Other mapping projects rely on comparative genomics. Last year, researchers based at the Broad Institute of MIT and Harvard in Cambridge, Massachusetts, completed whole-genome sequencing of 20 mammalian species, then analysed8 these sequences along with those of 9 other mammals that had already been sequenced. This revealed more than 3.5 million evolutionarily constrained elements in the human genome, up from a few hundred thousand that had been previously identified. Still, only about 60% of these could be assigned any putative function. Most of the new elements were located either between genes or in non-coding parts of genes.

Furthermore, even nucleotides in protein-coding genes that would not alter amino acids were under evolutionary constraint, and further analysis suggests that these sites affect RNA-transcript processing, microRNA binding and how chromatin states are established9. “When we are talking about synonymous changes, we can no longer think of them as neutral,” says Kellis, who was part of the study.

And more regulatory elements are being revealed. Scores of researchers have noticed that non-conserved areas of the genome have activities associated with function. Many such regions are transcribed; others host various DNA-binding proteins. One-half to one-third of 'biochemically active' elements are unique to humans, says Ewan Birney, a bioinformatician at the European Bioinformatics Institute in Hinxton, UK. When the number of these active, non-coding elements was first discovered, their activity was dismissed as an experimental artefact, then discounted as irrelevant noise. But unpublished work shows that many of these regions are in fact evolutionarily conserved in the human population, presumably because they have a function that helps individuals to survive and reproduce.

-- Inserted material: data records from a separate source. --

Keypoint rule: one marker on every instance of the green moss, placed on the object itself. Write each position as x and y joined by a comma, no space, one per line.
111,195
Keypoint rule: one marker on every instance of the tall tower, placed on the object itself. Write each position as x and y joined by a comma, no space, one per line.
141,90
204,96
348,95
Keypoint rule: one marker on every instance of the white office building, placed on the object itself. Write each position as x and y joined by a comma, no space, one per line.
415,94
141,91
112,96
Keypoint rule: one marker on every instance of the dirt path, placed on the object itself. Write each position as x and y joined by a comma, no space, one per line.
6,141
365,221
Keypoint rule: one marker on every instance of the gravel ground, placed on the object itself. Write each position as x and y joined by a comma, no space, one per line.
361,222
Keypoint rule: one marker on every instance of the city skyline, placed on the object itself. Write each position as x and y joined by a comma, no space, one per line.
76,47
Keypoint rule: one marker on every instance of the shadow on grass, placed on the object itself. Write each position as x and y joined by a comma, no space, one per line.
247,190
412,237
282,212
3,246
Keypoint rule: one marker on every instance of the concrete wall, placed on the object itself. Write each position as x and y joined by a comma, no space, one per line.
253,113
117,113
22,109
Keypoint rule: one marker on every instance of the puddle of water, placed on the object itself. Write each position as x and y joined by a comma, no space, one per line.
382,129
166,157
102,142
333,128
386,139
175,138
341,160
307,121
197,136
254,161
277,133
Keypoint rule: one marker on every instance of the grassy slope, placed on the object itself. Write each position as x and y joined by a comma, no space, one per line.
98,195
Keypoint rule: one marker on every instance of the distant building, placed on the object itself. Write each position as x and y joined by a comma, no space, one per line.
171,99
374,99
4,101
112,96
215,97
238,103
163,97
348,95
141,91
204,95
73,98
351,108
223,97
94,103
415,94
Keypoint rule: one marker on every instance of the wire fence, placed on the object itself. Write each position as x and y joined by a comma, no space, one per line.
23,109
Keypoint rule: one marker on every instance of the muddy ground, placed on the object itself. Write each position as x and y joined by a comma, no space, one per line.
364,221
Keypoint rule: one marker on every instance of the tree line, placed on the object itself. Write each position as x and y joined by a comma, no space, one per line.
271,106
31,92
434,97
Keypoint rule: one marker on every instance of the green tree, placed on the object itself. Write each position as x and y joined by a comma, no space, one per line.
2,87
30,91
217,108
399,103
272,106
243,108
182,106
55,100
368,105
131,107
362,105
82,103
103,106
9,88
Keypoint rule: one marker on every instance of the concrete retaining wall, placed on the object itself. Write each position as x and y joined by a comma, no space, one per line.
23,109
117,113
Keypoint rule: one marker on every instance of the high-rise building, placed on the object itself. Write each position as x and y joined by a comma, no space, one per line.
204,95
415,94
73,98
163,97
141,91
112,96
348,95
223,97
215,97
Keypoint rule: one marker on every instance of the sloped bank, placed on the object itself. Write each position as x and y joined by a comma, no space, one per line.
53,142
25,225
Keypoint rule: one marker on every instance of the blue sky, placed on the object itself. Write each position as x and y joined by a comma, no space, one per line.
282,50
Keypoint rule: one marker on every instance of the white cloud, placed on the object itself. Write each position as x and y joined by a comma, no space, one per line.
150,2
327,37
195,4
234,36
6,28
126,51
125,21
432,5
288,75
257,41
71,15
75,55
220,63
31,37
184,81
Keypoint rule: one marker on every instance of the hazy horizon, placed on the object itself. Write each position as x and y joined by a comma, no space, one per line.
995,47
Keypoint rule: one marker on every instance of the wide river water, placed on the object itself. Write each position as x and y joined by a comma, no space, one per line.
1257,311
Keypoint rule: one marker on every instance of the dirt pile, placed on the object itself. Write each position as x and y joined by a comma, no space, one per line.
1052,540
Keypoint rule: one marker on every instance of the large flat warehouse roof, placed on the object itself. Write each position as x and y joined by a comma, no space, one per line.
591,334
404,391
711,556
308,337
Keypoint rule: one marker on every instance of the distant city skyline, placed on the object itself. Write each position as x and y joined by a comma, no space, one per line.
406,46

Of course, changes to evolutionarily conserved sequences do not necessarily contribute to disease, says Birney. But researchers should start thinking about what variation in regulatory regions might do. Six months ago, the Variant Effect Predictor (VEP) tool went live on the Ensembl Genome Browser (www.ensembl.org), which brings together information from several databases, including human-sequencing projects and chromatin signatures across cell types. The tool shows, for example, whether a mutation affects a site that binds known transcription factors.

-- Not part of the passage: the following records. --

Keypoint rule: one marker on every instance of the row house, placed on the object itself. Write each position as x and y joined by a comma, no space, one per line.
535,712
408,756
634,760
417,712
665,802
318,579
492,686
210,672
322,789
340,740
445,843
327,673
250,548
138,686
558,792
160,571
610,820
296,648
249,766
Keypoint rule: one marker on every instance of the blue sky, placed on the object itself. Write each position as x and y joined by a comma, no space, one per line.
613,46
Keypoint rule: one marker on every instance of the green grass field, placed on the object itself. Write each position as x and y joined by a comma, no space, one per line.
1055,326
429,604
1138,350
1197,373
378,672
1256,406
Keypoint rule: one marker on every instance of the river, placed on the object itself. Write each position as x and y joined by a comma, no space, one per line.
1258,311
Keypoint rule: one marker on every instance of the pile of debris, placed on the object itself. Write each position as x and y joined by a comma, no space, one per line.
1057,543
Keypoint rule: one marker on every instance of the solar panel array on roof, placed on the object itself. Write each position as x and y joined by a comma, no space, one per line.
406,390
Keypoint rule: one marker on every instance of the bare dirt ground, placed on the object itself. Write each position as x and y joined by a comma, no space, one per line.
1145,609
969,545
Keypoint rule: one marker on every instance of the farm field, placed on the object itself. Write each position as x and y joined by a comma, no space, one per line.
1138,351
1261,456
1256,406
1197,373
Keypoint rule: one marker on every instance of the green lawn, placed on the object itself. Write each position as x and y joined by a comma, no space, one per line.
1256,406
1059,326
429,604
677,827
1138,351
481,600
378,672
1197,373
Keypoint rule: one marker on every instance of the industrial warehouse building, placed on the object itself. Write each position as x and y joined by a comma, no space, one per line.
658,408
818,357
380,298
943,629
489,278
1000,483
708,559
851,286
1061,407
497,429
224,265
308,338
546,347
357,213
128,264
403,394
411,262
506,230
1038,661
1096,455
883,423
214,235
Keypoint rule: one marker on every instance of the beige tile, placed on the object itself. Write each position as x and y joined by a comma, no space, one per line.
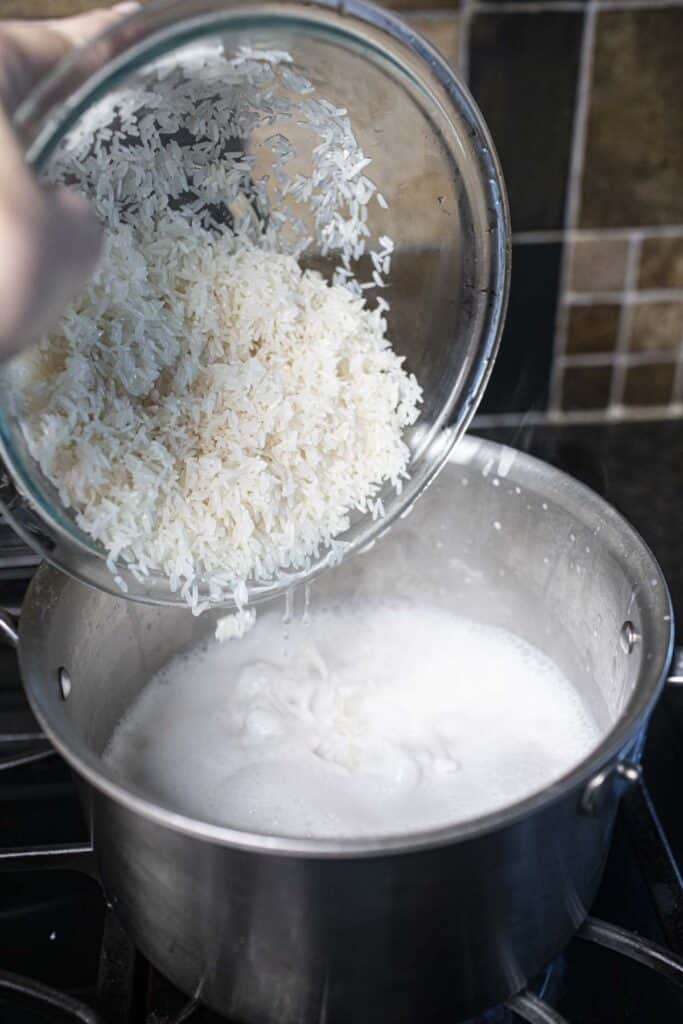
656,327
633,164
441,30
598,265
649,385
593,329
586,387
662,263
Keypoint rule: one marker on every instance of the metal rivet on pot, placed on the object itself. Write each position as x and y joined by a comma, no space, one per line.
65,683
629,637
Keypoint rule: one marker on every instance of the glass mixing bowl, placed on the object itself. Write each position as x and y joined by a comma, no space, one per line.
433,161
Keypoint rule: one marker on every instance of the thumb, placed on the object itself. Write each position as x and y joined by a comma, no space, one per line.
49,245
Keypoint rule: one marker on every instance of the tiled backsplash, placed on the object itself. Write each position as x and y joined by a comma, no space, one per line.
585,102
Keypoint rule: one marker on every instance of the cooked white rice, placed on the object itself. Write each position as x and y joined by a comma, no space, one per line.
206,408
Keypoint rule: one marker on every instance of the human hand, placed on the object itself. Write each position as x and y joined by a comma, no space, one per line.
49,238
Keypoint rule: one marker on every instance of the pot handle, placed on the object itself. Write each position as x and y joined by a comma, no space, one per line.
675,677
39,750
8,630
623,773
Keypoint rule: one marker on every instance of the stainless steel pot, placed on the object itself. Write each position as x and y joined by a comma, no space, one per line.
429,927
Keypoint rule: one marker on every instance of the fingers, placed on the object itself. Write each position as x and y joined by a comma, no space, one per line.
81,28
49,245
50,240
30,49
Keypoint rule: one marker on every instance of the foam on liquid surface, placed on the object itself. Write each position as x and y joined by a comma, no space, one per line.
375,719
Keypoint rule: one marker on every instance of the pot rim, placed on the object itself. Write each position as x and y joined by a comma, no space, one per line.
656,627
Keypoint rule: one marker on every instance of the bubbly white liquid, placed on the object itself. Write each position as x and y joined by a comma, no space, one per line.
374,719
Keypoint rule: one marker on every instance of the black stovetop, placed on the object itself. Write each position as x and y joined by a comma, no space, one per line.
56,930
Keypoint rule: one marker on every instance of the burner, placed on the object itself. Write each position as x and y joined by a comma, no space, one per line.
40,1005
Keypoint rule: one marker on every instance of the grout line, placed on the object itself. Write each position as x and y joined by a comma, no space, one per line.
621,359
636,4
625,321
572,199
677,388
549,6
579,417
528,6
597,233
651,295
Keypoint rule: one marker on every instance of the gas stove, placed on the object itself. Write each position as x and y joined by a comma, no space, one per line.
65,957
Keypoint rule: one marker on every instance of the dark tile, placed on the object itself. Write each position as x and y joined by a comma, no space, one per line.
586,387
421,4
598,264
523,75
634,153
662,263
593,329
521,376
656,327
649,385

Other tools are also coming online. Michael Snyder, a geneticist at Stanford, is developing RegulomeDB (www.regulomedb.org), which identifies binding sites and other elements in non-coding DNA. This January, Kellis introduced HaploReg (www.broadinstitute.org/mammals/haploreg/haploreg.php), which brings together data from chromatin-mapping and comparative-genomics studies. Researchers can enter common variants and see whether they fall in a highly conserved region, disrupt a regulatory motif or are associated with a regulatory element in a particular cell type. It provides the same information for common variants that tend to be inherited along with the ones entered.

This is just the beginning of efforts to assign functions to the millions of DNA variants. In time, says Kellis, it will help researchers to pin down the mechanisms that cause disease. “The marriage of human genetics and functional genomics can deliver what the original plan of the human genome promised to medicine.”